Rabobank succession planning facilitator Kim Lee, said planning should start early using well-structured, healthy communication, shared equally by all participants.

Rabobank succession planning facilitator Kim Lee, said planning should start early using well-structured, healthy communication, shared equally by all participants.

Ms Lee was speaking on a Rabobank podcast, Farming Families and Success in Succession, that was aimed to help farming families navigate successful succession.

Ms Lee said ideally the conversation about succession should start early using well-structured, healthy communication, shared equally by all participants.

"When the next generation is included in discussions regarding responsibility and accountability early, when the time for succession does arrive, families don't even realise they've stepped into that space," Ms Lee said.

She said clearly-defined goals was another fundamental of successful succession planning.

"Clarity around retirement for the older generation is crucial, particularly their financial and housing requirements, involvement in ongoing farm risk, involvement in the community and off-farm activities - all considerations which some couples approaching retirement may disagree on," Ms Lee said.

She said that as a family it was also necessary to talk about goals surrounding fairness - establishing what was fair, and how a family viewed asset transfer when distribution was not equal.

While financial security and farm viability were often front-of-mind when negotiating succession planning, maintaining family harmony was the ultimate goal, she said.

"Fairness is largely subjective, so negotiating what fairness looks like can be tricky," she said.

"Succession planning involves give and take, which can challenge family harmony.

She said the unique culture of individual families also contributed significantly to succession planning success.

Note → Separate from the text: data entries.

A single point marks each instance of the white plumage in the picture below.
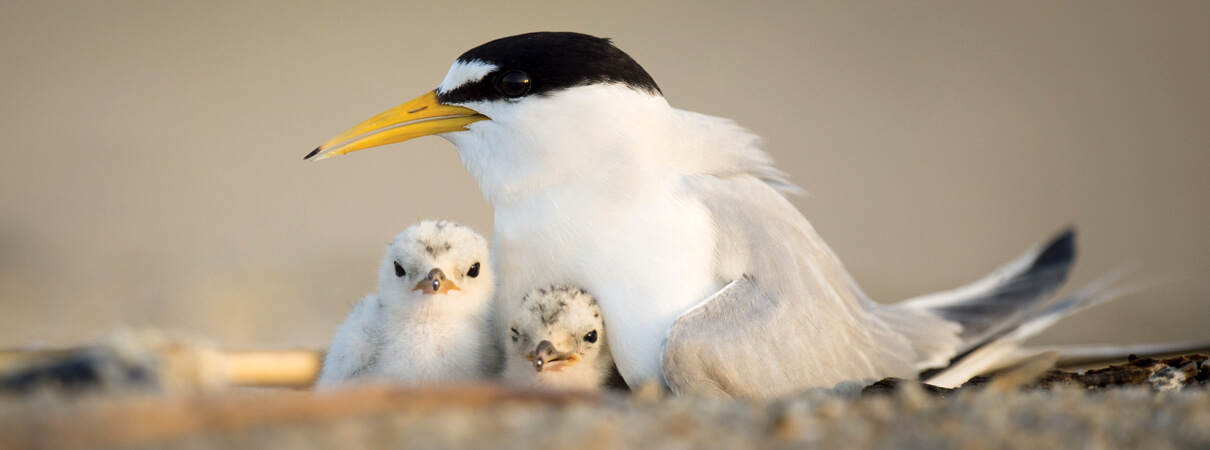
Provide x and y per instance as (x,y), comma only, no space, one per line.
(557,340)
(428,321)
(707,276)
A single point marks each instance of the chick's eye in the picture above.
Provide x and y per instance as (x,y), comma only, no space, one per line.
(513,84)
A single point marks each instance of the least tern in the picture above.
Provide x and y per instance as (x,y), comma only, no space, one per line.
(557,340)
(708,277)
(428,321)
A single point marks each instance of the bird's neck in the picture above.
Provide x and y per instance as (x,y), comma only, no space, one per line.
(589,138)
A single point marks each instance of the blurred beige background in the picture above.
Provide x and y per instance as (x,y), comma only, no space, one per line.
(153,171)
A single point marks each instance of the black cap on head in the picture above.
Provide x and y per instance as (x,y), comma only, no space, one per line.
(541,63)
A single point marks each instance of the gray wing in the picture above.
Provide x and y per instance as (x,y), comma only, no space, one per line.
(790,321)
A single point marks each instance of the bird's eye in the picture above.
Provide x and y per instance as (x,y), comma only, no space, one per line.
(513,84)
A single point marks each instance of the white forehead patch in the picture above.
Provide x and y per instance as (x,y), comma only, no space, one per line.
(462,73)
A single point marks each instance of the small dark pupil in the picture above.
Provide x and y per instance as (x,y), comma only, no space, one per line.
(514,84)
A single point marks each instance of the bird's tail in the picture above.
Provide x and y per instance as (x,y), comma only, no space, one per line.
(1006,350)
(981,311)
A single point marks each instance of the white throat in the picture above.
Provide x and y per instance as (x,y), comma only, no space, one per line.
(589,188)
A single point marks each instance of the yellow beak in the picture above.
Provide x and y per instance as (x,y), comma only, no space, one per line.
(421,116)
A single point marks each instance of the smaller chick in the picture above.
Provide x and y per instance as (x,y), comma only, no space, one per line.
(427,323)
(557,340)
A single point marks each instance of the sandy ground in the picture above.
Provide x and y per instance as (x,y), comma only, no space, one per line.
(494,417)
(142,391)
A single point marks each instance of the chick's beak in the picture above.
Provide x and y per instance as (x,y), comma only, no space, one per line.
(421,116)
(436,283)
(545,357)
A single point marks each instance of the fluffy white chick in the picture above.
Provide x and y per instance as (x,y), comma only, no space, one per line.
(557,340)
(427,323)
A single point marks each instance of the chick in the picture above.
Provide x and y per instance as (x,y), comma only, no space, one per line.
(426,324)
(557,340)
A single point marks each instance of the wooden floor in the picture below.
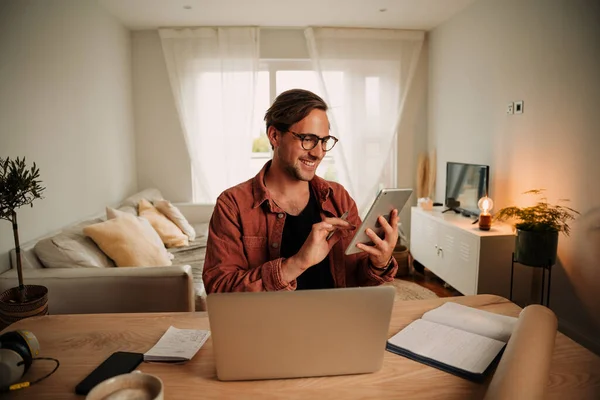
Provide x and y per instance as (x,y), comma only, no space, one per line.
(428,280)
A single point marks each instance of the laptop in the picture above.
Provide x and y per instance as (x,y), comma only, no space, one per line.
(271,335)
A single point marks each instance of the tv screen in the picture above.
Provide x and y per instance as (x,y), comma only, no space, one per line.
(465,185)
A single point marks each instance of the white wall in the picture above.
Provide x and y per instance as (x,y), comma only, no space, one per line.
(162,157)
(65,103)
(546,53)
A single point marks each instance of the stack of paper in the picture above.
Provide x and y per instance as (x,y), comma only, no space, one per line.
(177,345)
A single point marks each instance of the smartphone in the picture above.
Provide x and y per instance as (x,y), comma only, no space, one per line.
(118,363)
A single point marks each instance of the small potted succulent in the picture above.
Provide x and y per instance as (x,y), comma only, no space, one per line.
(537,228)
(19,186)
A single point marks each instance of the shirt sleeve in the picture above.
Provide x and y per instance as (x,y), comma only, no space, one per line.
(226,267)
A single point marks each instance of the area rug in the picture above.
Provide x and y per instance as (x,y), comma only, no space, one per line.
(406,290)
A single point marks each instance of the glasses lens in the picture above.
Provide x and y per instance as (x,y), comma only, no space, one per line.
(329,143)
(310,142)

"There is no silver bullet when it comes to succession planning, every family business is different, and planning needs to be driven by a family, together - not led by what a neighbour is doing, or a culture set by past generations," Ms Lee said.

"Often, what has happened in the past forms a family's cultural foundation for the future, and drives succession.

"Some families expect their succession will happen organically, in a will or as it played out for the older generations - but it's crucial to understand whether that perceived path is something that is a positive, or a negative."

Identifying a family's culture, and how it communicates was, Ms Lee said, suggestive of how streamlined its succession planning could be.

"Every family approaches communication differently - 'Is communication allowed? When and how does a family communicate? Are questions, challenges and negotiations between family members encouraged?'."

A family's relationship with money - how money was discussed, how much each family member knew about the business finances - was also important, and transparent financial communication often eased the succession process, Ms Lee said.

Identifying the discussion criteria surrounding goals, communication and money was imperative, and often families didn't realise that their own personal cultural constraints were threatening succession success.

Other common succession concerns arising during the process, included introducing spouses, or even new partners, into the conversation, and the importance of families understanding their business.

"Often there's a lack of insight into the drivers of a farm business - factors beyond a profit and loss statement for tax purposes," Ms Lee said.

"When there is a comprehensive account of management performance it gives families a much clearer outlook as to what is actually possible, whether the farm can provide for one, or two generations, whether it can support off-farm children. Often families are astounded by what their business is capable of doing, which sets a really strong foundation for planning."